32 376 Wijziging van de Wet personenvervoer 2000 in verband met verordening (EG) nr. 1370/2007 van het Europees Parlement en de Raad van de Europese Unie van 23 oktober 2007 betreffende het openbaar personenvervoer per spoor en over de weg en tot intrekking van Verordening (EEG) nr. 1191/69 van de Raad en Verordening (EEG) nr. 1107/70 van de Raad (PbEU L 315)

Nr. 41 BRIEF VAN DE MINISTER VAN BUITENLANDSE ZAKEN

Aan de Voorzitter van de Tweede Kamer der Staten-Generaal

Den Haag, 6 februari 2014

Bij brief van 5 september 2013 (Kamerstuk 32 376 nr. 40) heeft het kabinet uw Kamer geïnformeerd over het Uitvoeringsbesluit van de Europese Commissie van 18 juli 2013 over de liberalisering van het internationaal personenvervoer.

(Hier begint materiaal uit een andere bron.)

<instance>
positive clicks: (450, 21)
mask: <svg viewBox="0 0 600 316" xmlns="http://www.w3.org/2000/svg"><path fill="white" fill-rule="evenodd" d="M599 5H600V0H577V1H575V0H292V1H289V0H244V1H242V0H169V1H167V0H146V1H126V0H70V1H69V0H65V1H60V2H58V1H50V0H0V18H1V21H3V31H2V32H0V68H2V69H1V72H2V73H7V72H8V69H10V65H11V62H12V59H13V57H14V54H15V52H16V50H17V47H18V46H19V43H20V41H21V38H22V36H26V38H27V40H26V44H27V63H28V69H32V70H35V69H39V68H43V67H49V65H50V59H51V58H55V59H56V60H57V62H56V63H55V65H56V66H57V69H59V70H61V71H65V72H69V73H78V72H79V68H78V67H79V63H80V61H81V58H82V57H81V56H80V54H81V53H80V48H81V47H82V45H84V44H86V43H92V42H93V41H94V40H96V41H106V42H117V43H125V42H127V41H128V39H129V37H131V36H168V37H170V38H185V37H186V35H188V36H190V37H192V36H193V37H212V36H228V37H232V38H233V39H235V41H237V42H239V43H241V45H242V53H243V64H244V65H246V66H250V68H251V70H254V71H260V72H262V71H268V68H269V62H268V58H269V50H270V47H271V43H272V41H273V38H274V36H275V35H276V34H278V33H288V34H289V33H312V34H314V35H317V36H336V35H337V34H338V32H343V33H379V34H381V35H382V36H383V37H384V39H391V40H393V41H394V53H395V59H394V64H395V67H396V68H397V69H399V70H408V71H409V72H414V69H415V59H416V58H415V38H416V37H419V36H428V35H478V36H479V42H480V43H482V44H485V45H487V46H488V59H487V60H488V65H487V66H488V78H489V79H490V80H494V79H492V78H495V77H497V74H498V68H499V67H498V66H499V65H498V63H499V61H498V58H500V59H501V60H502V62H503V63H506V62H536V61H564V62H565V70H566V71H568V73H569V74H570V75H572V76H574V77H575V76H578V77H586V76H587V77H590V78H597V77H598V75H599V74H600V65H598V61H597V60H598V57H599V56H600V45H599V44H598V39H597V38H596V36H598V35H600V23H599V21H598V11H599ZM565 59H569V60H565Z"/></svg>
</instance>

Het kabinet heeft in deze brief aangekondigd dat Nederland bij het Hof van Justitie van de Europese Unie in beroep zal gaan tegen het besluit. In het beroep is aangevoerd dat de Liberaliseringsrichtlijn geen grondslag biedt voor het besluit van de Commissie. Voor zover de Commissie bezwaren heeft tegen de Nederlandse regeling had zij een inbreukprocedure moeten opstarten. Voor een verdere toelichting op het beroep verwijs ik u naar de brief van 5 september 2013.

Het is gebleken dat het Nederlandse verzoekschrift te laat is ingediend bij het Gerecht van de EU. Overschrijding van de beroepstermijn is het gevolg van het feit dat voor de opstelling en indiening van het verweerschrift de gehele veronderstelde termijn is gebruikt. Op de Permanente Vertegenwoordiging van Nederland bij de EU is per abuis een onjuiste datum van ontvangst gestempeld op het besluit van de Commissie. Het besluit werd op vrijdag 19 juli 2013 aan het eind van de werkdag aan de balie van de PV EU afgegeven en is op maandagochtend 22 juli 2013 bij aanvang van de werkzaamheden abusievelijk van een stempel voorzien met die datum. Voorts is de gehele veronderstelde termijn gebruikt, waardoor Nederland het verweerschrift te laat heeft ingediend. Op grond hiervan voert de Commissie niet-ontvankelijkheid van het verzoekschrift aan. Het Gerecht kan niet anders dan overeenkomstig te besluiten. Het verder voortzetten van de lopende procedure heeft daarom geen zin. In een spoedoverleg met de Europese Commissie is de ontstane situatie besproken en is de Nederlandse inzet in het geschil nogmaals onder de aandacht gebracht.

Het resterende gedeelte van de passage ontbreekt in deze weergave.